In the university and other institutions entrusted with preserving and transmitting the cultural capital of our civilization, kindred deformations are at work. Pseudo-scholarship propagated by a barbarous reader-proof prose and underwritten by adolescent political animus is the order of the day. The New Criterion sallied forth onto this cluttered battlefield determined not simply to call attention to the emperor’s new clothes, but to do so with wit, clarity, and literary panache. We acknowledge that these have been hard times for the arts of satire and parody. With increasingly velocity, today’s reality has a way of outstripping yesterday’s satirical exaggeration. Nevertheless, The New Criterion has always been distinguished by its effective deployment of satire, denunciation, and ridicule–all the astringent resources in the armory of polemic. But The New Criterion is not only about polemics. An equally important part of criticism revolves around the task of battling cultural amnesia. From our first issue, we have labored in the vast storehouse of cultural achievement to introduce, or reintroduce, readers to some of the salient figures whose works helped weave the great unfolding tapestry of our civilization. Writers and artists, philosophers and musicians, scientists, historians, controversialists, explorers, and politicians: The New Criterion has specialized in resuscitating important figures whose voices have been drowned out by the demotic inanities of pop culture or embalmed by the dead hand of the academy.

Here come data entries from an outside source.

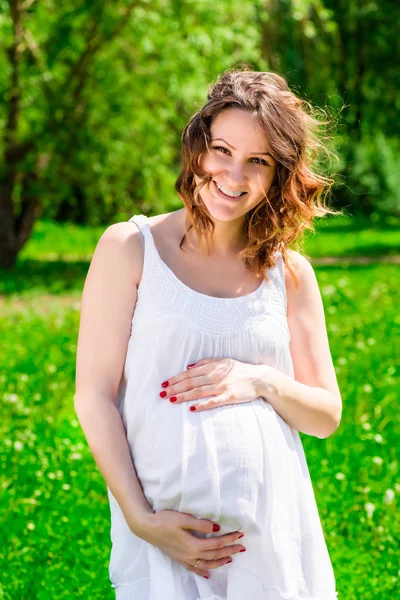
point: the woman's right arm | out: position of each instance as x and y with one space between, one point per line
108 301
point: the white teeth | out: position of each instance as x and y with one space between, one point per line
228 192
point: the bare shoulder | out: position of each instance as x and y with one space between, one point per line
306 283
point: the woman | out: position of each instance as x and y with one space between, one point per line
203 352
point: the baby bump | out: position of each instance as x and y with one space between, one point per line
209 464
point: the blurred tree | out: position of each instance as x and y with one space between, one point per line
345 51
96 97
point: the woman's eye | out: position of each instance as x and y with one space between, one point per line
261 161
220 148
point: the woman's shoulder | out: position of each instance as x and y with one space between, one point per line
121 244
300 278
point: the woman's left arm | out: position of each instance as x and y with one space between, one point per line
311 403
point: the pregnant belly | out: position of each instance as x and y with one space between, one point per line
209 464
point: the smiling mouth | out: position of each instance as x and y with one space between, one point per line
223 195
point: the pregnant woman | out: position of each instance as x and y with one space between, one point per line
203 352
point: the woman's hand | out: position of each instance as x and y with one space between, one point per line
229 381
169 530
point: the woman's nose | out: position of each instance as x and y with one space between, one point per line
236 175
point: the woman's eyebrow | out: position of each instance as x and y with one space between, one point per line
233 148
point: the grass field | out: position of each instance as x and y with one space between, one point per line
55 535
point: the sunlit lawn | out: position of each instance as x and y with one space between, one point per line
55 542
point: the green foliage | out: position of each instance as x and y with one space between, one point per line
56 543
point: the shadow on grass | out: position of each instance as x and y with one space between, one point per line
40 276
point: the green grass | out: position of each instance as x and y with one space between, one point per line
56 544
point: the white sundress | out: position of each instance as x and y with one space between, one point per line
241 466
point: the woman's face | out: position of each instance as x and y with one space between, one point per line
238 161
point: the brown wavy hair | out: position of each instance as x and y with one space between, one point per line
297 191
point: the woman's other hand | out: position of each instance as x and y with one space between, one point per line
170 531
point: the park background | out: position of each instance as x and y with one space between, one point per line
94 99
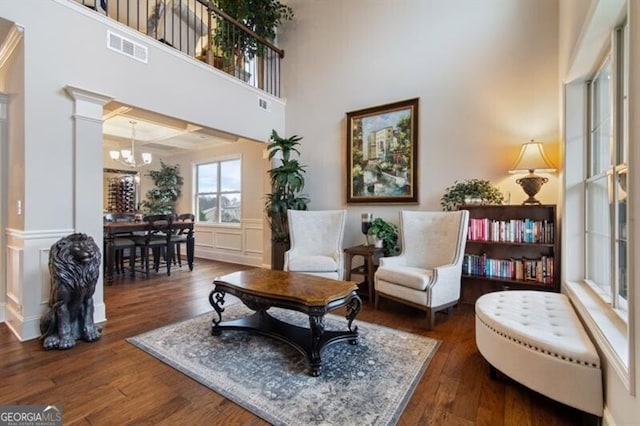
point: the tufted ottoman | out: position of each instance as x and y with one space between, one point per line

It is worth noting that our interest in these matters has never been merely aesthetic. At the beginning of The Republic, Socrates reminds his young interlocutor, Glaucon, that their discussion concerns not trifling questions but “the right conduct of life.” We echo that sentiment. The New Criterion is not, I hope, a somber publication; but it is a serious one. We look to the past for enlightenment and to art for that humanizing education and ordering of the emotions that distinguish the man of culture from the barbarian.

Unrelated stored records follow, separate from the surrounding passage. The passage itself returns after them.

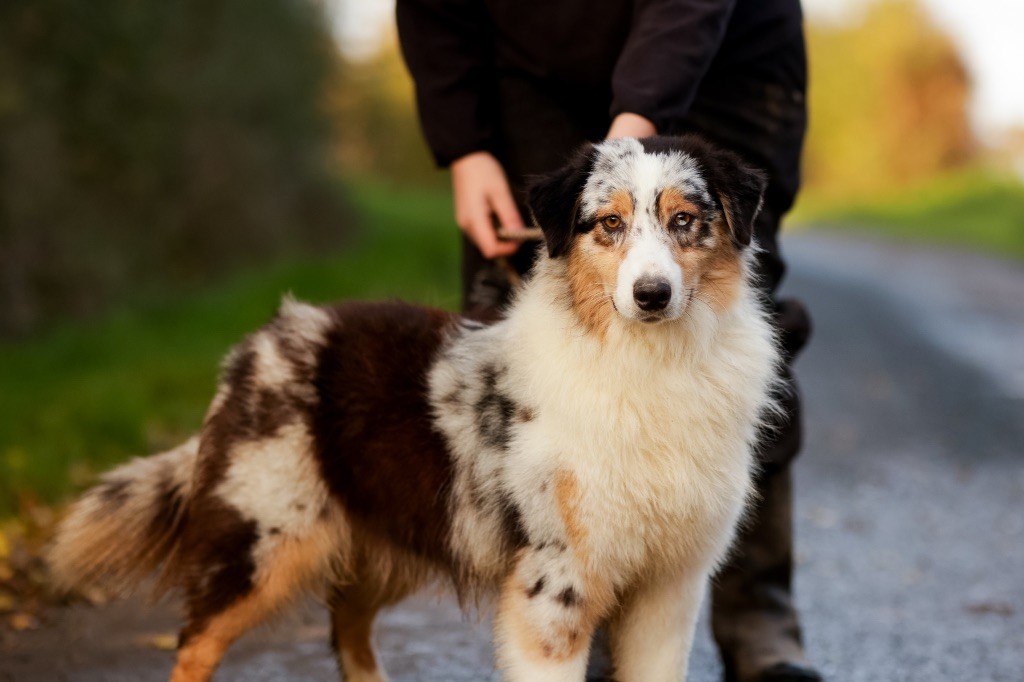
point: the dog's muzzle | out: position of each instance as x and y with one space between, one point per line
651 294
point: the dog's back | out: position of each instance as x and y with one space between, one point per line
586 459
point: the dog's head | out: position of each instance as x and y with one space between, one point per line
647 227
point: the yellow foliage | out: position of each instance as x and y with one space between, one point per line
888 102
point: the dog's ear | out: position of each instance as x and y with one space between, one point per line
740 189
554 201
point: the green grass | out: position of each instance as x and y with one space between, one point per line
972 210
83 397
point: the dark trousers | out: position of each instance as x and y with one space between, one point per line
754 620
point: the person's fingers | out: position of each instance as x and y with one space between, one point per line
505 208
480 230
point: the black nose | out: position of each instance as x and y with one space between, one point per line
651 294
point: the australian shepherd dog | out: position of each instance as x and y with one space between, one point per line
585 461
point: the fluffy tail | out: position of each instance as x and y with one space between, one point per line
122 529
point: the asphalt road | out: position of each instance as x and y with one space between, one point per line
909 512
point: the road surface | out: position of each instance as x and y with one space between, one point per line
909 513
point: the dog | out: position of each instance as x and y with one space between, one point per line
584 462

The New Criterion is often described as “conservative” and praised or disparaged according to the political coloration of the speaker. In fact, we are a liberal publication, understanding the term “liberal” in the sense that Russell Kirk used it when he observed that he was a conservative because he was a liberal. “Conservative”: that means wanting to conserve what is worth preserving from the ravages of time and ideology, evil and stupidity. In some plump eras, as Evelyn Waugh observed in one of his essays, the task is so easy we can almost forget how necessary it is. At other times, the enemies of civilization transform the task of preserving culture into a battle for survival. That, we believe, is where we are today. And that is one reason that The New Criterion‘s effort to tell the truth about culture is as important today as it was in 1982. Counterpoints is a wide-ranging record of The New Criterion’s contribution to this imperative task.